My favorite Hot Chip songs tend to be the slow, soulful ones that drop any pretense of dance, takiong after Daft Punk's powerfully out of place "Something About Us." The only song that fits this pattern is "Look At Where We Are," which trades in the layered synths for an electric guitar and a simple drum march, similar to 2006's "Look After Me." It's a yearning love song in a customized soul tradition, one that makes the head bob and body sway. Even if it stands alone on the album as the only breather, it's a whole lung full, and one of the best they've ever done.

I also have to say something about "Ends of the Earth," which, swear to god, starts off sounding like Bowser's theme in Super Mario 64. Again, it's all about the cumulative layering, which morph the song from a specifically 1980's style electro into something contemporary, fresh and completely surprising. It takes a full two minutes before you hear the real song, and it's all in the hook. Alex Taylor sings in a high register that sounds like something Michael Jackson should sing, with his flashy style and glottal stops. It would perhaps sound even fiercer coming from a strong female dance vocalist. Someone like Little Boots should cover it. The atmosphere here is all high stakes with a constant forward momentum, pop night musics for every downtown.

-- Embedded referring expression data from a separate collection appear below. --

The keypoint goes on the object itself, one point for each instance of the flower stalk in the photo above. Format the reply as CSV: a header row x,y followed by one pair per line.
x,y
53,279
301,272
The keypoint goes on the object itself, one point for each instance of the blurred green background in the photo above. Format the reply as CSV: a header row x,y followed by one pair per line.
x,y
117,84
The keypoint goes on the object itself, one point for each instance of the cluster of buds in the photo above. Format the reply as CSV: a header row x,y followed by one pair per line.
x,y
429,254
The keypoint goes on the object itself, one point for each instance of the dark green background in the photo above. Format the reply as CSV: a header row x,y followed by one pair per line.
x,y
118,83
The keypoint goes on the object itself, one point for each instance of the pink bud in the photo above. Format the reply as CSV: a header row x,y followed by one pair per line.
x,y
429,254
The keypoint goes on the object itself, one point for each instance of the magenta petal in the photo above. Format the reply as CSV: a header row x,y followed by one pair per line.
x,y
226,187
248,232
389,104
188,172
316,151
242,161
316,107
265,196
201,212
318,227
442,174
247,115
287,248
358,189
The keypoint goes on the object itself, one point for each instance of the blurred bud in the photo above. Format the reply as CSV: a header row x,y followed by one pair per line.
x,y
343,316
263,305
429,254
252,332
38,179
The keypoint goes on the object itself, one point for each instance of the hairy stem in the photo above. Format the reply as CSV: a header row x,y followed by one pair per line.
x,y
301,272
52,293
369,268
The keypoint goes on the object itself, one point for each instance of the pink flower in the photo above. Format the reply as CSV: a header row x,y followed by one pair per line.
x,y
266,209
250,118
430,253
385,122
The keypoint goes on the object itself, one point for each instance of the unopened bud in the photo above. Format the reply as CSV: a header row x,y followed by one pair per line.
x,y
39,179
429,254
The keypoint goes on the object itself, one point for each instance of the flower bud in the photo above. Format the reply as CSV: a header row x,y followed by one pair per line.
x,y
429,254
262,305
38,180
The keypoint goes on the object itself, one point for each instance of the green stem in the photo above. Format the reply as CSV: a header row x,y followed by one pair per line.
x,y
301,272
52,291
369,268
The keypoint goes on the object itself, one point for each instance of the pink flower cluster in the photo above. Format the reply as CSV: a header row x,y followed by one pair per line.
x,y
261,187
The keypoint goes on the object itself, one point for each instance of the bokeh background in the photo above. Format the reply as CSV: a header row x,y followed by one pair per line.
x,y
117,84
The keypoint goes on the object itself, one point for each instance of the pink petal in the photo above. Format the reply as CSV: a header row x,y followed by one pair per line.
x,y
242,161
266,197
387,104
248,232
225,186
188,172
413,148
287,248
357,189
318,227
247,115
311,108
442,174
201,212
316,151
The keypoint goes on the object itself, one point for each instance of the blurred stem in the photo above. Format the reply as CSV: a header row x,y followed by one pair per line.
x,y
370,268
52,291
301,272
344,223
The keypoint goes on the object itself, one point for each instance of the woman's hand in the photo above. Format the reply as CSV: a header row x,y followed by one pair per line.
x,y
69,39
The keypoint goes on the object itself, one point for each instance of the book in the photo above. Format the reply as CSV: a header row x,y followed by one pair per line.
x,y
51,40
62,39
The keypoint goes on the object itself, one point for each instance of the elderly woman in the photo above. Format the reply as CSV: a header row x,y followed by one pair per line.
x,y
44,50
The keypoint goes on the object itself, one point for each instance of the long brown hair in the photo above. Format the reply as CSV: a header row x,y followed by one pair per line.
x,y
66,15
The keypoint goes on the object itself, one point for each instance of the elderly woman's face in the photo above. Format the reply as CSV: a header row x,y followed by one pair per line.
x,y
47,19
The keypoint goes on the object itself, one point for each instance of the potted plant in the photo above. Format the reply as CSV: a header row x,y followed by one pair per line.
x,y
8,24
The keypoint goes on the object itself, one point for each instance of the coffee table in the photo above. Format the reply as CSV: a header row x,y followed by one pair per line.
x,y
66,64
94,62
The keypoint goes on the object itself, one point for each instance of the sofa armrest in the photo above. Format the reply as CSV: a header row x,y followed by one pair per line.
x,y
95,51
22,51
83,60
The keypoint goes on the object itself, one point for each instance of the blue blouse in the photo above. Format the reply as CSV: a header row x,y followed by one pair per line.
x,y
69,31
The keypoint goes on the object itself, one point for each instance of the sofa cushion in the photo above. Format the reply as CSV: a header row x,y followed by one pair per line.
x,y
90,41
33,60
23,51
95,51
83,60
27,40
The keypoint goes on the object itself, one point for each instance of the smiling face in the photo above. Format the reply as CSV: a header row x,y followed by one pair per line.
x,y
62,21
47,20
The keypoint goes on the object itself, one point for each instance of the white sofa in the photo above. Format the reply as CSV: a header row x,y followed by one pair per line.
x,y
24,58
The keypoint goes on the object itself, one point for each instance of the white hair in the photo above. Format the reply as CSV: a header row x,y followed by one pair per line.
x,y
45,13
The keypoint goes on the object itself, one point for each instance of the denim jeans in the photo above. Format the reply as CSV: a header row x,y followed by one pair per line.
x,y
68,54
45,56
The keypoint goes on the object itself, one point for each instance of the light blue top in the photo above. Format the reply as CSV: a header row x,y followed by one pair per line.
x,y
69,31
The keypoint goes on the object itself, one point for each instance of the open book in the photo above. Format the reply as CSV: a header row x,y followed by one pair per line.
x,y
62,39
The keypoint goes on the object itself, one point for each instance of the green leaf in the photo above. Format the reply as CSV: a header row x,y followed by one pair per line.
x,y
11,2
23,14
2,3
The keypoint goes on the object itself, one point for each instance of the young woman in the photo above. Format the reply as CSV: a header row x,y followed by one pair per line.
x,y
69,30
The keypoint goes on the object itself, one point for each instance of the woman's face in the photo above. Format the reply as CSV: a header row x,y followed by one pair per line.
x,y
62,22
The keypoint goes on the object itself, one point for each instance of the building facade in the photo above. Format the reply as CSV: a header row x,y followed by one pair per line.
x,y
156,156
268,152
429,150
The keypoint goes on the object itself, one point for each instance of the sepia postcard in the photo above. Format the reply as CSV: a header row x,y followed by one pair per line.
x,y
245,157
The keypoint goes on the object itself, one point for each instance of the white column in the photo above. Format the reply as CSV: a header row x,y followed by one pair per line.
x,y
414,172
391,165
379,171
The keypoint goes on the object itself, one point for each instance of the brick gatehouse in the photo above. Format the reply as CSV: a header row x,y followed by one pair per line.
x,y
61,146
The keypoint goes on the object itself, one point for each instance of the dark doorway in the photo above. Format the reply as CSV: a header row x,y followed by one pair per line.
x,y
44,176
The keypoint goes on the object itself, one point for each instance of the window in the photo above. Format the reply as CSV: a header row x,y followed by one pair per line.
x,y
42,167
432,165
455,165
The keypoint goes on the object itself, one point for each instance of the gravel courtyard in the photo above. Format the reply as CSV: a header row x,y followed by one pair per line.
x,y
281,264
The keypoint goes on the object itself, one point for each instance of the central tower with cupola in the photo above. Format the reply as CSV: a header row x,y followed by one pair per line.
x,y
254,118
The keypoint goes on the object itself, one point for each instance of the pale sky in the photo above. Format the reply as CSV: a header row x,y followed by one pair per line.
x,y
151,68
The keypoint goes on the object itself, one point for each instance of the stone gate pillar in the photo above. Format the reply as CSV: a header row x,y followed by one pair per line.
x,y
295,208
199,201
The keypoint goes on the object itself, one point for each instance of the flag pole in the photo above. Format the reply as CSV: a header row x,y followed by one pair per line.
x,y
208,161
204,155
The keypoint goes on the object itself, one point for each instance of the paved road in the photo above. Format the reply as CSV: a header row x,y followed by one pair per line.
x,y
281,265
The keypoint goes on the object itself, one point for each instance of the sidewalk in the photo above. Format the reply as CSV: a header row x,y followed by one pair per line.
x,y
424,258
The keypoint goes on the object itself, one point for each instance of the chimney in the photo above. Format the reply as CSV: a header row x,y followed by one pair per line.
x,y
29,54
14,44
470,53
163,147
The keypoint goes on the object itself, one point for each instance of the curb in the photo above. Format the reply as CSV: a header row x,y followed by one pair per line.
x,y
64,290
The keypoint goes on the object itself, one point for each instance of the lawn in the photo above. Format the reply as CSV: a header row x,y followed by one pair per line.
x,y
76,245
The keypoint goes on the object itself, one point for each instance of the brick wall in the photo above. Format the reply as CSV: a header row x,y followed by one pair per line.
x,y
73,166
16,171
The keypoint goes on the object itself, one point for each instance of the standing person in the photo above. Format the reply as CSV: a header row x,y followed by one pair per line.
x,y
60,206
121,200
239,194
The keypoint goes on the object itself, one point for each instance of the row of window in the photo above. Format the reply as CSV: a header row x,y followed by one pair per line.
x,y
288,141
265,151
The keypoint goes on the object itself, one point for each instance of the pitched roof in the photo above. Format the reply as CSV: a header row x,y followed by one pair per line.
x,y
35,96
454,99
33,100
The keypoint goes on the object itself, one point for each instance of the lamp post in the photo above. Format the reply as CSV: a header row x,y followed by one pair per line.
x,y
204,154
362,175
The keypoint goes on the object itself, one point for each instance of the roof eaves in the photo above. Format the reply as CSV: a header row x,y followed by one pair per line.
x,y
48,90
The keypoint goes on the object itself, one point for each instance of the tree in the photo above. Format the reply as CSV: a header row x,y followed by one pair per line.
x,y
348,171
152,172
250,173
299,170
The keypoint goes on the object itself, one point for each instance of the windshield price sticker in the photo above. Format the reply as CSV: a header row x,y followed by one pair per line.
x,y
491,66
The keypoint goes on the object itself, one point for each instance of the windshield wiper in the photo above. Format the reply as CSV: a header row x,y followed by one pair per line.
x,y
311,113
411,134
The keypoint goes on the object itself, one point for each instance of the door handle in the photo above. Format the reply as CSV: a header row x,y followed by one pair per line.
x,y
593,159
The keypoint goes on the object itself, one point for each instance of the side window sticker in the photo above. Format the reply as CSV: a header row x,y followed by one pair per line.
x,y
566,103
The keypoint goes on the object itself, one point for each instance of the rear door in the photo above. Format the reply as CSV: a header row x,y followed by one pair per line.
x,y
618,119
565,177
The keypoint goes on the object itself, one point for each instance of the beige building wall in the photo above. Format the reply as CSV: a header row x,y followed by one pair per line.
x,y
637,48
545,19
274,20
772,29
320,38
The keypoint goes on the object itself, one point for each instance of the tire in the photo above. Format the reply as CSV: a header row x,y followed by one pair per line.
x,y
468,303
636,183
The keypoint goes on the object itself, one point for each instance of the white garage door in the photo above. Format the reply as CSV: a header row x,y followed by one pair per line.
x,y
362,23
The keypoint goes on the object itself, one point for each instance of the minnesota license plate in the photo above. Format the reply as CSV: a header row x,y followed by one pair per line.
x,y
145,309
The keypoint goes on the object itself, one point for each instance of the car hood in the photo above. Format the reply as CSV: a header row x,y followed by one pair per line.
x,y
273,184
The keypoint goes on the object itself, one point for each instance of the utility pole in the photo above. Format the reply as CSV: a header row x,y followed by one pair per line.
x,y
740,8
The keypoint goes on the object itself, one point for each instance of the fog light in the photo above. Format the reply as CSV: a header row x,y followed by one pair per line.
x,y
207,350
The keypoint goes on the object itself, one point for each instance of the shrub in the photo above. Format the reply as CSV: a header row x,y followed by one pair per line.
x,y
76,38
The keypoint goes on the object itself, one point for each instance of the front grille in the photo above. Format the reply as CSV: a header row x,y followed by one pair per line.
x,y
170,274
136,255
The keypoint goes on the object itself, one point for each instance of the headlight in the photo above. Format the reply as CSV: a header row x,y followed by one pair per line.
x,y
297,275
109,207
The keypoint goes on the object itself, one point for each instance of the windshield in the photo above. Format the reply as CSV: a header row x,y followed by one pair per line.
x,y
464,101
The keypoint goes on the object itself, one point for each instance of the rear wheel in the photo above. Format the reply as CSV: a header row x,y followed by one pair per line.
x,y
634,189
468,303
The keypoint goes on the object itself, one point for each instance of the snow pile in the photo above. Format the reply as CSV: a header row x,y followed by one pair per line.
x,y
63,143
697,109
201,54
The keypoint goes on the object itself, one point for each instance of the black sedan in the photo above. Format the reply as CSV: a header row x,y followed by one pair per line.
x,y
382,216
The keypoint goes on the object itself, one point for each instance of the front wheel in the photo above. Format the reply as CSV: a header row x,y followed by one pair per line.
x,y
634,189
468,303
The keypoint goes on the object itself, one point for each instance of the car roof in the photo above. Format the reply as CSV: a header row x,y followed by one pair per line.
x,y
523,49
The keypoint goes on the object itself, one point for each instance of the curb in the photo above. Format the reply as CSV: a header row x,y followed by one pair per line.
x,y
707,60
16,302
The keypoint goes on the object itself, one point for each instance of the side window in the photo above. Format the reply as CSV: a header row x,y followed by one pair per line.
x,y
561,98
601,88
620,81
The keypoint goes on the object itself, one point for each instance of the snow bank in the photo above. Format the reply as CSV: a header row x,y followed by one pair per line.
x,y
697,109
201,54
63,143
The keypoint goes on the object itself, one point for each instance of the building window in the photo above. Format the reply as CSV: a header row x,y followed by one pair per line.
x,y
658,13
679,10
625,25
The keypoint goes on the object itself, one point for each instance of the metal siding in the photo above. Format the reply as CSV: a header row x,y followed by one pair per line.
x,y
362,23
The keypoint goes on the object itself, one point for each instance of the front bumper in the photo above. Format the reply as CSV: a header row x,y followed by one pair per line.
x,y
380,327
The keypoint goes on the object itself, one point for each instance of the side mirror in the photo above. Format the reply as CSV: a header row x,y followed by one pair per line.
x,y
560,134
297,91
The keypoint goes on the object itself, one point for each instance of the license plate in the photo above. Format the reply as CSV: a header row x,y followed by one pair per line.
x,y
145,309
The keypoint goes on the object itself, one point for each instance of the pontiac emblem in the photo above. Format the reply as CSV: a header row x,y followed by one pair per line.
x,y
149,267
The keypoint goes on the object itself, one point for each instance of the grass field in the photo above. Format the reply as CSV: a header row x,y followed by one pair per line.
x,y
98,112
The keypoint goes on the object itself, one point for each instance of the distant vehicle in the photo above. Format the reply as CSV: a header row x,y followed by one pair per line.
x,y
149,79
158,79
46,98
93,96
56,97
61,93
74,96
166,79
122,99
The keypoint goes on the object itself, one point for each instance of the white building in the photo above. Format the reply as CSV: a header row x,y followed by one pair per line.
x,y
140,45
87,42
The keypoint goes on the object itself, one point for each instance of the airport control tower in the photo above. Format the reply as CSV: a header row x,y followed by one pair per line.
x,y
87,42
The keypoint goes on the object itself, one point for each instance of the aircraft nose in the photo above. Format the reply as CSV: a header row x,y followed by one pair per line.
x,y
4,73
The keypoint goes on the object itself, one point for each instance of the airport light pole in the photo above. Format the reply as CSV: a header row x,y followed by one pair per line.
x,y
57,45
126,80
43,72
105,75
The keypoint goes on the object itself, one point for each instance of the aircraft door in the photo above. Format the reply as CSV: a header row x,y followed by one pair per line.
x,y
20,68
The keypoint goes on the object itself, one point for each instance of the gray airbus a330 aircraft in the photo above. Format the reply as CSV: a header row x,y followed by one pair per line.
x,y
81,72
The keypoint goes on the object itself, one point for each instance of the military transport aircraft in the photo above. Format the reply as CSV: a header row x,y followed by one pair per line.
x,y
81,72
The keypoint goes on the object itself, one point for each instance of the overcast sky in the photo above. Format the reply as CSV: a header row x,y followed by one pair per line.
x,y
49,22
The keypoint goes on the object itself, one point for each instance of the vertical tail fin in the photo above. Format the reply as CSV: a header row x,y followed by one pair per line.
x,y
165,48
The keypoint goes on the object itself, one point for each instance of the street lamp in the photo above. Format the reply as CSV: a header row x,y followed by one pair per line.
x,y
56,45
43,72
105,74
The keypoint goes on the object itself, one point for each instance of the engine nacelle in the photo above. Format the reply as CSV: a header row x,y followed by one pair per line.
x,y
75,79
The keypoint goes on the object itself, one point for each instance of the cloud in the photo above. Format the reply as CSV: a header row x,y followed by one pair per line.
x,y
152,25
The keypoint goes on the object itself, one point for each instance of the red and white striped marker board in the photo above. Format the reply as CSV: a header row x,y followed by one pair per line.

The morphing is everywhere. You can hear a song like "Night and Day" and assume this is going back into old Hot Chip territory, as it starts out with a big, rubbery bass synth, recalling the weirdo stuff like "Bendable, Poseable." It gives the listener an illusion of lighthearted fun, which is all just a ruse to open you up for the incoming nightmare. Just a minute in, the layers start to feel off as they build something both danceable and creepy, like EDM for zombies, or a techno version of "Monster Mash." When the chorus, shrill shouts of "Night!" and "Day!" punctuated Joe Goddard's singing, a picture of the best Halloween party flashed in my mind.

But the greatest song on a great album is the seven minute long "Flutes," which is as close to epic as Hot Chip should get. It starts out with a drumstick beat and the smallest phonemes of children singing, cut up and looped to mimic tribal chants in this weird, memetic melody. The hook is a near perfect virus, the kind where you make up your own words because you can't make out what he's singing but want in anyway. This song was allegedly built on a couple of flute samples they loved, and the finished product is a testament to how much work they've put into the studio. You can barely hear what sample they're talking about. It's hard to pick out and unrecognizable. The song is defined by the different time signatures of the drum machine and the keyboard, and whatever the genesis of this song was is now deeply embedded into the soundscape.

More than any other song, likely because of the length, "Flutes" evolves and shifts in new and exciting ways. There's the point where the rhythm section drops out for that expansive, washing-over techno interlude. But then the ramp-up for a return, the song reaches critical mass, an overpopulation of noise. These are the songs that make me wish that they played Hot Chip at clubs because it reminds me there's a potential for emotional depth to dance music. Good beats are fine. Good beats that make you feel something that you can't quite pin point? That's out of this world.

So, here we are again, my favorite Hot Chip album since the last Hot Chip album. The curse of album fatigue still hasn't tackled these dudes, and that's a ridiculous accomplishment. I can't say that my skepticism won't be around for their next album in 2014, but I'd love to be wrong again.